The Department of Labor's new rule permitting retirement plan fiduciaries to consider climate change and other environmental, social and governance factors when selecting investments and exercising shareholder rights is a regulatory return to normal and takes more of a neutral approach than the proposal on which it was based, industry experts said.
"I think the DOL was looking to place ESG factors within the broader pantheon of investment considerations that fiduciary decision-makers consider all the time," said Julie K. Stapel, Chicago-based partner with Morgan, Lewis & Bockius LLP.
The Labor Department on Nov. 22 finalized its rule — Prudence and Loyalty in Selecting Plan Investments and Exercising Shareholder Rights — after unveiling the proposal in October 2021.
The new rule, which will go into effect Jan. 30, is a reversal of two rules promulgated late in the Trump administration that said retirement plan fiduciaries could not invest in "non-pecuniary" vehicles that sacrifice investment returns or take on additional risk and outlined a process a fiduciary must undertake when making decisions on casting a proxy vote.
Lisa M. Gomez, assistant secretary for employee benefits security at the DOL, said in a call with reporters Nov. 22 that the Trump-era ESG rule had a "chilling effect on the integration of ESG factors into the investment selection and asset management process."
The final rule comes after years of stakeholder outreach on the subject and follows an executive order by President Joe Biden in May 2021 directing federal agencies to assess and mitigate financial risks related to climate change.
Will Hansen, Arlington, Va.-based executive director of the Plan Sponsor Council of America and chief government affairs officer at the American Retirement Association, is pleased with the final rule's neutral stance.
"We've had almost 50 years now of ERISA in which the DOL has not stated specifically what types of asset classes should or should not be in a retirement plan investment fund lineup, and it's worked," he said. "So we're happy this (final rule's) neutral approach kind of keeps with that tradition."
The final rule is seen as more neutral because, unlike the October 2021 proposal, it does not include examples of specific ESG factors that fiduciaries could consider and removed language that a prudent fiduciary process "may often require" the consideration of ESG factors.
"The DOL has never taken a position that any other particular investment factor consideration is required, so to say that there could be occasions when ESG is required would have been a deviation from how they've approached it," Ms.
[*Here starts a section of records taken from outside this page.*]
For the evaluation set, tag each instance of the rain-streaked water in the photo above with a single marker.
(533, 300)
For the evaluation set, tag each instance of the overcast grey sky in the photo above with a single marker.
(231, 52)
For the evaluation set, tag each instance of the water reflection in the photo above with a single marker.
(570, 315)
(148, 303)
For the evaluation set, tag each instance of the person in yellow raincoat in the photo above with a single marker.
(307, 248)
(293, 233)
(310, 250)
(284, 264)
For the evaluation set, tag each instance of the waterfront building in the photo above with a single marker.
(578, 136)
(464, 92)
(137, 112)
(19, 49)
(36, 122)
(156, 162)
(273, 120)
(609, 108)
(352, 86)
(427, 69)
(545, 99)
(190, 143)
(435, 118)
Stapel said.
On proxy voting, the final rule eliminates a provision in the Trump-era rule that "the fiduciary duty to manage shareholder rights appurtenant to shares of stock does not require the voting of every proxy or the exercise of every shareholder right."
The final rule eliminates that provision because it may be "misread as suggesting that plan fiduciaries should be indifferent to the exercise of their rights as shareholders, even if the cost is minimal," the Labor Department said in a fact sheet.
Pamela L. Marcogliese, New York-based head of U.S. corporate advisory and governance at Freshfields Bruckhaus Deringer LLP, said the final rule is a reset for both public companies and investors when it comes to proxy voting.
"If you think something is valuable from an ESG perspective, you don't have to twist yourself in a knot to say, 'Oh my gosh this also ties to the bottom line,'" she said.